Thank you for your patience.

hello xumm_td,

actually, debug firmware is same as Jetpack5.0.2’s camera-rtcpu-t234-rce.img but only enable debug flags.
suspect it’s timing issue, had you evaluate the initial programming time? please try adding set_mode_delay_ms into mode settings. it configure waiting time for the first frame after capture starts, the unit is in milliseconds.

hello xumm_td,

in addition, may I know how many camera devices you had? did you enable all of them all together?
according to the logs,
it looks you at least have dual cameras, timestamp are valid, and one of them is output frame-id to RCE engine.

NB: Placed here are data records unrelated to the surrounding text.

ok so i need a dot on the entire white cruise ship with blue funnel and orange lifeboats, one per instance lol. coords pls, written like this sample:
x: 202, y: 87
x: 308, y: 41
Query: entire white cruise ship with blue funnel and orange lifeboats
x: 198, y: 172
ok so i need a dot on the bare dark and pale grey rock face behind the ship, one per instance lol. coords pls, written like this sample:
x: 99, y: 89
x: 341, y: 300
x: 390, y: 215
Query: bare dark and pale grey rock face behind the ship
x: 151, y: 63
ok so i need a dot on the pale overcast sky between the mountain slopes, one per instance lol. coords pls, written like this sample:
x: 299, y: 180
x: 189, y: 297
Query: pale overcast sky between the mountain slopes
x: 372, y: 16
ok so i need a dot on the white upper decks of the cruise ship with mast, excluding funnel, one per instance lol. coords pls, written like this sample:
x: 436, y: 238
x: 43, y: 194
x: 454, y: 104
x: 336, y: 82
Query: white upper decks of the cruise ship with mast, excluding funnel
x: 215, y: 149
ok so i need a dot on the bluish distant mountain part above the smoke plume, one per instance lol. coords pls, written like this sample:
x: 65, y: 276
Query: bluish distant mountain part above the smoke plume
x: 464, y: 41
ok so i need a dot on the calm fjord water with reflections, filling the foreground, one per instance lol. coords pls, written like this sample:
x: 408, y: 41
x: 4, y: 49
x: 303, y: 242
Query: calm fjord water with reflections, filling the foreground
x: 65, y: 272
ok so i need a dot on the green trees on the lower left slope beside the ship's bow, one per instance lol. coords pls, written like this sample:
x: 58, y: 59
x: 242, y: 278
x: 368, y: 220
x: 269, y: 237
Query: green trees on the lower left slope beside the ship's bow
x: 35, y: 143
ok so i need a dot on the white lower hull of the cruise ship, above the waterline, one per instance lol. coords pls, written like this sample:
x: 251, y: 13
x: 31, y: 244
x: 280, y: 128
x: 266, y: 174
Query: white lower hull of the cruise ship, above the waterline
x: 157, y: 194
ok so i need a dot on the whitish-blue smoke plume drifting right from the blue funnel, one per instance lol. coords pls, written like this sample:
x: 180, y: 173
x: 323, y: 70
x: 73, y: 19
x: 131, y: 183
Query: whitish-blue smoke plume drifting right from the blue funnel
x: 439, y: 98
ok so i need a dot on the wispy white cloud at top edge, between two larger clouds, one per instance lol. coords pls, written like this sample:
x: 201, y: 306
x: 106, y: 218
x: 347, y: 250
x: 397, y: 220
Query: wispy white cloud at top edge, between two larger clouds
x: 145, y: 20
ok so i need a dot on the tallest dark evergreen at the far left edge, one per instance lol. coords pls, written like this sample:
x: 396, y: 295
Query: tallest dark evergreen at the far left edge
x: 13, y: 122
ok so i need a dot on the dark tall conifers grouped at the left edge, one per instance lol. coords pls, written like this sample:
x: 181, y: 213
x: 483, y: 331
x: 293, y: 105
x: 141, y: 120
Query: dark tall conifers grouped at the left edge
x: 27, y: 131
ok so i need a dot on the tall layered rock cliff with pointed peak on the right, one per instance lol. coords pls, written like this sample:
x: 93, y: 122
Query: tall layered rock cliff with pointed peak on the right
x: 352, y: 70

[  185.157568] [RCE] VI5: vi5_process_error_fifo: tag=0x0b ch=32 frame=65 ts=208282361152 data=0x00000549 ext_data=0x00000000
[  185.213446] [RCE] VI5: vi5_process_error_fifo: tag=0x02 ch=0 frame=65 ts=208337466432 data=0x00000225 ext_data=0x00000046
[  185.213453] [RCE] VI5: vi5_process_error_fifo: tag=0x03 ch=0 frame=0 ts=208337918336 data=0x00100000 ext_data=0x00000000
[  185.213459] [RCE] VI5: vi5_process_error_fifo: tag=0x0b ch=32 frame=75 ts=208374791360 data=0x00000549 ext_data=0x00000000
...

Hi @JerryChang ,
I add ‘set_mode_delay’ as 100ms.
This time it can last longer, about 15000 frames before getting stuck.
dmesg prompts the same message.

may I know how many camera devices you had? did you enable all of them all together?

I have 6 cameras on dts but use only one camera now.

it looks you at least have dual cameras, timestamp are valid, and one of them is output frame-id to RCE engine.

I don’t understand the meaning, could you please explain it to me?

Hi @JerryChang ,
I upload a log of the process from when the image is received properly to when something goes wrong. You can see there are three stages. I hope this will help you in your analysis.
Thanks!
log_from_good_to_err.txt (14.1 KB)

hello xumm_td,

may I also know your test commands.
furthermore,
please try running below commands to boost all the VI/CSI/ISP clocks before test your stream.

sudo su
echo 1 > /sys/kernel/debug/bpmp/debug/clk/vi/mrq_rate_locked
echo 1 > /sys/kernel/debug/bpmp/debug/clk/isp/mrq_rate_locked
echo 1 > /sys/kernel/debug/bpmp/debug/clk/nvcsi/mrq_rate_locked

cat /sys/kernel/debug/bpmp/debug/clk/vi/max_rate |tee /sys/kernel/debug/bpmp/debug/clk/vi/rate
cat /sys/kernel/debug/bpmp/debug/clk/isp/max_rate | tee /sys/kernel/debug/bpmp/debug/clk/isp/rate
cat /sys/kernel/debug/bpmp/debug/clk/nvcsi/max_rate | tee /sys/kernel/debug/bpmp/debug/clk/nvcsi/rate

Hi @JerryChang ,
My script is :

export WIDTH=1280
export HEIGHT=1024
v4l2-ctl --set-ctrl frame_rate=108
v4l2-ctl --set-fmt-video=width=$WIDTH,height=$HEIGHT,pixelformat=GREY --stream-mmap --stream-count=-1 --stream-to=/dev/null

I have now improved the clk, using the debug version of firmware, tested it for 15 minutes and it is still running relatively stable. So far so good.

In addition, stable image acquisition can also be achieved using the RELEASE version of firmware.

Hi @JerryChang ,
Any progress on this issue please? Looking forward to your reply.

hello xumm_td,

this should due to sensor timing issue since you’ve able to improve the stability by using set_mode_delay and also increase system clock frequencies.

Hi @JerryChang ,
I understand what you mean. From the available logs, is it possible to see exactly where there is something wrong with the mipi signal? Is there any suggestive information?
Right now this camea is running on both nano and xavier with no problems.

hello xumm_td,

as your attach logs with debug firmware, you can see logs between work/non-working case.
we need to analysis the logs to understand the problem, it’s not always show the problem clearly since input is the signal.